Hector showed him the thin brick of bills, saying it was from Jung and that the rest of it was coming but would be a little while. He placed the money on the rolling cart. Old Rudy didn’t look at it, or seem at all to care, breathing out with some effort through his mouth like Hector had already begun pressing a board against his chest. Old Rudy groaned, “You think I’m worried about a few thousand bucks?”

“Seems like two weeks ago you were.”

“Two weeks ago I was feeling like I wasn’t going to die right away. Now even when the piss flows out of me I’m sucking wind.”

“What’s the matter with you?”

“Everything,” he said, but before he could elaborate he was besieged by a long fit of nasty coughing. When he finally settled down, his eyes were bloodshot and glassy, and he gestured to a large lidded styrofoam cup on the cart. Hector gave it to him and Old Rudy took some sips through the straw, the drink the same color as the liquid in his catheter bag. He said wearily to Hector, “You don’t look much different than you did.”

“You’re not seeing my insides.”

“Fair enough,” he said, handing back the cup to Hector. His voice was hollowed out from the coughing, and his body seemed emptied, too, husklike, its weight hardly pushing back into the pillows. “How long has it been?”

“Maybe fifteen years.”

“You’ve been cleaning buildings since?”

“Other things, too. But pretty much.”

“That’s my doing, I guess.”

“I could have moved on, if I wanted construction work.”

“But you didn’t.”

“No,” Hector said.

“How come?”

“I guess cleaning suits me, after all.”

“Do you remember what she looked like?” He meant Winnie, of course, and Hector began to realize that the old man had simply wanted to talk about her, and had thus reached out to him in the only way he knew how.

“I do.”

“You’re the last person who spent any real time with her,” Old Rudy said. “She and I just argued constantly. I stopped seeing her like everybody else did. Like you probably did.”

“She was very beautiful.”

“Was she? You’re lucky. The last time I saw her, I had to see her in the morgue. There wasn’t much left of her, above the chest. Really no face at all. You know how I identified her? She wore a ring of her mother’s, a sapphire with diamonds around. When I think of her now I just try to see her hand. It was colorless and pale but it was perfect. Maybe they washed her, but there wasn’t even any blood on it. You think they did that? You think they washed her?”

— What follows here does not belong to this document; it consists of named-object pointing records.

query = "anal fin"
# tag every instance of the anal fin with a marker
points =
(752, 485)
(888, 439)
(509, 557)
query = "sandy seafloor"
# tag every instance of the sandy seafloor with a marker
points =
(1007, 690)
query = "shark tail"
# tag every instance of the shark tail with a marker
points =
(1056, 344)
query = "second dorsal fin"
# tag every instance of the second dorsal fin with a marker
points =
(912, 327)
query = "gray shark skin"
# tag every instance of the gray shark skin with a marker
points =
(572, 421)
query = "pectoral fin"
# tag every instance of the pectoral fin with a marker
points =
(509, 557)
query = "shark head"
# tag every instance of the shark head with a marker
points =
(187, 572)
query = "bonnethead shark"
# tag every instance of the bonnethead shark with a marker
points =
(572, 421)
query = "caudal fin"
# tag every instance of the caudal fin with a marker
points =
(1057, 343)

“I don’t know,” Hector answered, recalling that it was he who most often washed the corpses in the Graves Unit, as it never much bothered him, initially with a hose and then, if necessary, with a bucket and rag. In fact it had heartened him to see them come clean, even as brutally ruined as they were, to leave them again, at least in one small way, pristine. Maybe that was mercy enough.